En Enero de ese año mis padres se separaron. Mi padre se quedó trabajando en la ciudad de Temuco, mientras mi madre y mi hermana se quedaron en Concepción. Ese verano lo pasé en casa de mis abuelos en santiago, aprendiendo todo lo que era posible de mi experimentada maestra. Mientras aprendía a leer partituras, también aprendí a leer letras. Así fue como descubrí que mi abuela era licenciada en música con mención en interpretación en piano. Un título muy extenso que me resumía diciendo “cuando yo tenía veinte años, daba conciertos por todo el mundo, era una pianista sin igual”.

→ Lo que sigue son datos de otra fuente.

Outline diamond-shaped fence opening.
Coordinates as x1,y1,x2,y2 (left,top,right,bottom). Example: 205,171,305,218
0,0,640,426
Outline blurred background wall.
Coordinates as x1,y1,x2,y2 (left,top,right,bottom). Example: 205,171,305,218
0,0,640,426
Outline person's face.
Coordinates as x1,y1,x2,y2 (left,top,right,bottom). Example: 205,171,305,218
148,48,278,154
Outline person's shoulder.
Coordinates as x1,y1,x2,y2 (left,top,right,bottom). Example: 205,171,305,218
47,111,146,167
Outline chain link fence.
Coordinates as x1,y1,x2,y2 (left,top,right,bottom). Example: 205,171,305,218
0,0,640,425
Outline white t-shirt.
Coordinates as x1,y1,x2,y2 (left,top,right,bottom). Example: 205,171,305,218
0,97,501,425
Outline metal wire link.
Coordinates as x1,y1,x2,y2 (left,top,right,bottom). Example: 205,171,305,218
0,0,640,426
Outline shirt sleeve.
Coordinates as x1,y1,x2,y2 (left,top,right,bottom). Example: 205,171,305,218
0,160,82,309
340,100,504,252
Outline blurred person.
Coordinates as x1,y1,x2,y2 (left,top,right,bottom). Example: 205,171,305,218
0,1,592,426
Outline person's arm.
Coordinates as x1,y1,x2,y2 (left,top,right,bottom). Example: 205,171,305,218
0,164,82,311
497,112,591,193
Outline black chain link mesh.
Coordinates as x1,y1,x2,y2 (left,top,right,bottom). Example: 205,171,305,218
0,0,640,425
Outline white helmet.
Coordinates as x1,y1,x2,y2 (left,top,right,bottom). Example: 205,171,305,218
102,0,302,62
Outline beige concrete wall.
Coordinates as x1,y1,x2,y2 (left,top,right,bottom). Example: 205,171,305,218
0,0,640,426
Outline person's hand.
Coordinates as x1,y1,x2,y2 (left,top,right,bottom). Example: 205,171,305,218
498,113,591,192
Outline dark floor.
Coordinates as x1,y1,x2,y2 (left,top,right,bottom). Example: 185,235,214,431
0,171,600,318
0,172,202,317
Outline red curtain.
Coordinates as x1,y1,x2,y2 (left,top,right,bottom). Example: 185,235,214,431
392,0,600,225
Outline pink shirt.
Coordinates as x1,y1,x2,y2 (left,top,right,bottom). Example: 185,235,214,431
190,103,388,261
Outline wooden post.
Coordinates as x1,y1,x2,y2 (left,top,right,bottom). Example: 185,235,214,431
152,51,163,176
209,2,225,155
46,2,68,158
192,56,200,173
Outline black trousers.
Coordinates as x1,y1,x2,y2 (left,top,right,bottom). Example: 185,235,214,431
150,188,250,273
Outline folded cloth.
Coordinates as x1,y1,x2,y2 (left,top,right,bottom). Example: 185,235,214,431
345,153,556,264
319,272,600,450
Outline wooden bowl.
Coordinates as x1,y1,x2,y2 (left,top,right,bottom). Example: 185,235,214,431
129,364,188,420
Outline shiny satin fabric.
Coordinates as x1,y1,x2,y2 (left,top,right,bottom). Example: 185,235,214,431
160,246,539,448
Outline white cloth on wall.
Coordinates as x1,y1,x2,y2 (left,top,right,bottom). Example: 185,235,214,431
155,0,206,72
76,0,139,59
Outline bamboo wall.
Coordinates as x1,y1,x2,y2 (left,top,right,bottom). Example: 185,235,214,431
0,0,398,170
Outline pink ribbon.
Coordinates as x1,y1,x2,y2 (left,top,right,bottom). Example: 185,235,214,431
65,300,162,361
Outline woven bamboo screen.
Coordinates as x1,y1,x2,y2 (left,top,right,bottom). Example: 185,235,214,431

La vida se me pasó entre el piano y los libros del colegio. Mientras mi abuela me enseñaba las notas, las letras, las materias diversas, yo resplandecía en las diversas disciplinas de la colegiatura. Era un hijo modelo, con padres a 600 kilómetros de distancia, sin más que una anciana de capacidades reducidas y un par de plantas sin nombre.

Me quedé a vivir con ella puesto que ninguno de mis padres me quiso reclamar. A mi corta edad, ellos me habían abandonado con sus distintos intereses y convenciéndose de que esa era la mejor opción. Nunca me sentí falto de padres o de mi hermana, jamás los extrañé o lloré por su ausencia. Mi abuela bastaba para construir mi propio camino. Era como un hijo huérfano de nacimiento, no tenía grandes recuerdos de mis padres y, por lo mismo, era más fácil crecer sin ellos que perderlos a mitad de camino.

El tiempo se me pasó en un abrir y cerrar de ojos. Mi abuela envejeció y dejó de enseñarme piano. Tal hecho no fue relevante en mi carrera, puesto que hacía más de dos años que asistía a clases regulares en el Conservatorio. Viajé con ella un par de veces a ver a sus amigos en Europa. Viajé un par de veces a conocer sus amistades en Estados Unidos. Para ese entonces mi abuela poseía mi tutela absoluta. Lo único que recibí de ellos durante los 20 años que viví con ella. Compusimos melodías, dimos conciertos a cuatro manos, creamos un sinfín de nuevas canciones para piano, de distintas dificultades y ritmos.

Al terminar el colegio me dediqué al conservatorio, a concluir mis proyectos de músico y a cuidar a mi abuela. Ella no estaba del todo mal, pero había que hacerle la cama y el tipo de cosas que requieren un mayor esfuerzo físico. El doctor le había prohibido cualquier agitación, ya sea física o nerviosa. El corazón de ella estaba estable, pero comenzaba a latir en menor medida al transcurrir los años. Por ello nos mudamos a un departamento en Ñuñoa, en un primer piso. De esta forma ella no tendría que esforzarse en las escalas o tener que cuidar del patio. Con la diferencia de la venta de la casona antigua, compramos aquel lugar y un piano de cola profesional. Mi sueño hecho realidad.

En aquel piano pasaba más de la mitad del día ensayando y creando nuevas composiciones. Estaba colocado en un cuarto especial, donde, a parte del magnífico instrumento, estaba un piso tapizado en cuero, una estantería llena de partituras y un tocadiscos automático de los años 70. Además, había un pequeño espacio en la estantería con una reducida colección de discos. Help, de The Beatles; Alturas de Machu Pichu, de Los Jaivas y un par de clásicos de Beethoven, interpretados por alguna orquesta europea cuyo nombre no apareció jamás en la carátula del disco.

Para el último año de Conservatorio tenía planeado un sinnúmero de proyectos, sin embargo, el más importante de todos, se volvió un imposible.